Bagi masyarakat Dayak Benuaq, sumpah adat merupakan ritual sakral. Tidak sembarangan dilakukan, mereka percaya tulah dan hukuman bencana akan jatuh kepada pihak yang bersalah.

Dari target sekitar Rp 160 an juta, saat ini sekitar separuhnya terkumpul.  Biaya ini digunakan untuk membiayai pembelian kerbau, babi, ayam, konsumsi, mendatangkan benda-benda pusaka, pawang dan kehadiran para tetua. Dengan ritual sumpah adat dipercaya roh para leluhur akan memberikan petunjuk siapa pemilik sah lahan sengketa yang pada akhirnya akan memperjelas kepemilikan secara adat.

Warga Muara Tae mengawasi operasi bulldozer.

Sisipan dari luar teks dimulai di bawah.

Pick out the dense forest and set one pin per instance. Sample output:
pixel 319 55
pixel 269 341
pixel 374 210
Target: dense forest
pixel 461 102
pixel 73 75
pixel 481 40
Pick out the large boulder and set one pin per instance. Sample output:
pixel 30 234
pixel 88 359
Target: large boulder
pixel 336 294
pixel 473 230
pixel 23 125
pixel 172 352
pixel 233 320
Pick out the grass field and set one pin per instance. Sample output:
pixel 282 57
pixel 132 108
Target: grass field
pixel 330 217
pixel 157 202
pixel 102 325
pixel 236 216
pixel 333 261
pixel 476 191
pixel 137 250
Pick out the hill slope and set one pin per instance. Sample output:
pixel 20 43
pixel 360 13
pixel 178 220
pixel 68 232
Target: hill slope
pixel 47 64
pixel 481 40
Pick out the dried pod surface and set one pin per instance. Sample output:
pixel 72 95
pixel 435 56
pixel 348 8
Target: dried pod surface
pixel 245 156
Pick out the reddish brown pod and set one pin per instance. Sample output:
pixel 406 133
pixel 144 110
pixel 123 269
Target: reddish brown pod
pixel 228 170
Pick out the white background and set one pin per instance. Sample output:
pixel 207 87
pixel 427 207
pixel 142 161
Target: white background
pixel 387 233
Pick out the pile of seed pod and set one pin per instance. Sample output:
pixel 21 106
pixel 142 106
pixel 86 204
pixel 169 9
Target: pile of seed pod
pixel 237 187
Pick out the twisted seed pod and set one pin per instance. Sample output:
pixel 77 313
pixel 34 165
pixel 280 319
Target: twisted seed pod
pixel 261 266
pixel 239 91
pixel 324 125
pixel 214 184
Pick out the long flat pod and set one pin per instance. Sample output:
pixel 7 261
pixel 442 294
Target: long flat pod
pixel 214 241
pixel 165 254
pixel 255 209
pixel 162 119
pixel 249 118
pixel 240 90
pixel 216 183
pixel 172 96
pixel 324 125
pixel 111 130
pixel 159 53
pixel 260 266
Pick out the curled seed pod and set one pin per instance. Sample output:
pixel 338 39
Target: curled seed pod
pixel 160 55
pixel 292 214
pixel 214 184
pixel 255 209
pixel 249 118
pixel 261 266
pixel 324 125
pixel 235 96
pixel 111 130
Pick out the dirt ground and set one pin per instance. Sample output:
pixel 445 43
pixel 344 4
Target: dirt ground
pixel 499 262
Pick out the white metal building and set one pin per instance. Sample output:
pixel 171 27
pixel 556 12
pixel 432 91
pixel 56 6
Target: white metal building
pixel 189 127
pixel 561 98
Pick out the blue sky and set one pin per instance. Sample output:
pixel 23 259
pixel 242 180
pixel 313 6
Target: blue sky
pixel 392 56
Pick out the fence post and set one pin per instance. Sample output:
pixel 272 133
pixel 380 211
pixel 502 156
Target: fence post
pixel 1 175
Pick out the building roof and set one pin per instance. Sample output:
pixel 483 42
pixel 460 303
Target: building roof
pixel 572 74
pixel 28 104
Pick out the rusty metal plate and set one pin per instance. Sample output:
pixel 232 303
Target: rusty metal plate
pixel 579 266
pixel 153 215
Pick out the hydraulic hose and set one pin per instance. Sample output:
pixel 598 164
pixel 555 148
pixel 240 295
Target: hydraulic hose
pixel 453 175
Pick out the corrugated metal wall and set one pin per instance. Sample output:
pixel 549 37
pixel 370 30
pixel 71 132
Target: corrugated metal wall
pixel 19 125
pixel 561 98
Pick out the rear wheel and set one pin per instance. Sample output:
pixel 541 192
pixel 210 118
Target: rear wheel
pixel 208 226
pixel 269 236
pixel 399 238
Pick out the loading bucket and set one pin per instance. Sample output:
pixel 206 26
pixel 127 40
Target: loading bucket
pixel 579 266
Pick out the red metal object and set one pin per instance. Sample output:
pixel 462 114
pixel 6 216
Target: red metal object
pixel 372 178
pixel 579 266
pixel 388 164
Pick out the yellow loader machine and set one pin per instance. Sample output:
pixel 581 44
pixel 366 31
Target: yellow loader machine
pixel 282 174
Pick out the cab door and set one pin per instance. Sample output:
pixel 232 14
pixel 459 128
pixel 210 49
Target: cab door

Sumber: Indiegogo team

Konflik Lahan Muara Tae

Muara Tae, sebuah kampung komunitas suku Dayak Benuaq yang berada di Kecamatan Jempang, Kabupaten Kutai Barat, Kaltim sejak bertahun-tahun tidak pernah tenang dirundung berbagai persoalan konflik lahan.

Dimulai sejak tahun 1971 ketika perusahaan HPH PT Sumber Mas membuka areal konsesi hutan di sana yang diteruskan dengan penanaman HTI.  Sejak tahun 1995 perusahaan perkebunan PT London Sumatra masuk disana yang berujung konflik dan penangkapan warga oleh polisi pada tahun 1999.  Selain konflik lahan dengan perusahaan sawit, di bagian lain bentang di Kecamatan Jempang juga telah berubah menjadi area konsesi tambang batubara yang konsesinya dimulai sejak keberadaan PT Gunung Bayan Pratama Coal sejak tahun 1993.

Pada tahun 2011, dua perusahaan sawit yaitu PT Munthe Waniq Jaya Perkasa (PT MWJP) dan PT Borneo Surya Mining Jaya (PT BSJM) beroperasi untuk membuka perkebunan sawit di lima kampung yang berada di kecamatan Siluq Ngurai yaitu Kenyanyan, Rikong, Kiaq, Tendik dan Muara Ponak.  Namun demikian blok hutan adat Utaq Melinau seluas 638 hektar yang terletak di perbatasan antara dua kampung yaitu Muara Ponak dan Muara Tae masih bersengketa.

Bagi masyarakat Muara Tae, wilayah tersebut dianggap masih merupakan bagian dari wilayah yang telah digarap turun temurun, mereka beranggapan lahan tersebut telah dilepaskan secara sepihak oleh masyarakat Muara Ponak kepada pihak perusahaan perkebunan.  Hingga saat ini, kedua komunitas bersikukuh bahwa blok hutan tersebut adalah bagian dari wilayah adat mereka.  Adapun blok hutan tersebut berada di sepanjang jalan yang dibuat oleh perusahaan kayu PT Roda Mas pada tahun 1978.

Pada tahun 2012, Bupati Kutai Barat mengeluarkan SK Bupati no. 146.3 yang menetapkan batas wilayah antara kampung Muara Ponak, Kecamatan Siluq Ngurai dengan kampung Muara Tae kecamatan Jempang.  Dalam SK tersebut, Bupati menyebutkan bahwa warga Muara Ponak adalah pemilik sah dari wilayah tersebut.  Tidak puas dengan keputusan Bupati tersebut, warga Muara Tae membawa persoalan tersebut ke pengadilan.  Kalah di tingkat pengadilan pertama, saat ini warga Muara Tae membawa persoalan ini ke tingkat kasasi.

Dalam wilayah yang masih bersengketa ini, salah satu perusahaan sawit yaitu PT BSMJ, pada tanggal 17 April 2013 mendapatkan surat dari Panel Pengaduan RSPO  (Roundtable on Sustainble Palm Oil) untuk menghentikan segala aktivitas di wilayah adat yang bersengketa, selama konflik lahan belum selesai.

Sejak surat tersebut, PT BSMJ telah menghentikan pembukaan lahan, meskipun masih beraktivitas dengan menanami areal yang  telah dibuka dengan sawit.  Forum RSPO sendiri merupakan forum internasional para pemangku kepentingan kelapa sawit dimana induk perusahaan PT BSMJ, yaitu First Resources, Ltd bergabung.  Di sisi lain, PT MWJP masih melakukan aktivitas pembersihan lahan menggunakan bulldozer di area yang disengketakan.

Hingga saat ini, masyarakat Muara Tae masih terus berupaya untuk mempertahankan sisa hutan di wilyah sengketa.  Mereka membangun pondok-pondok jaga di dalam hutan, melakukan pemetaan kawasan adat, menginventasir keanekaragaman hayati dan menyiapkan pembibitan jenis-jenis pohon lokal untuk merestorasi areal yang dulunya hutan.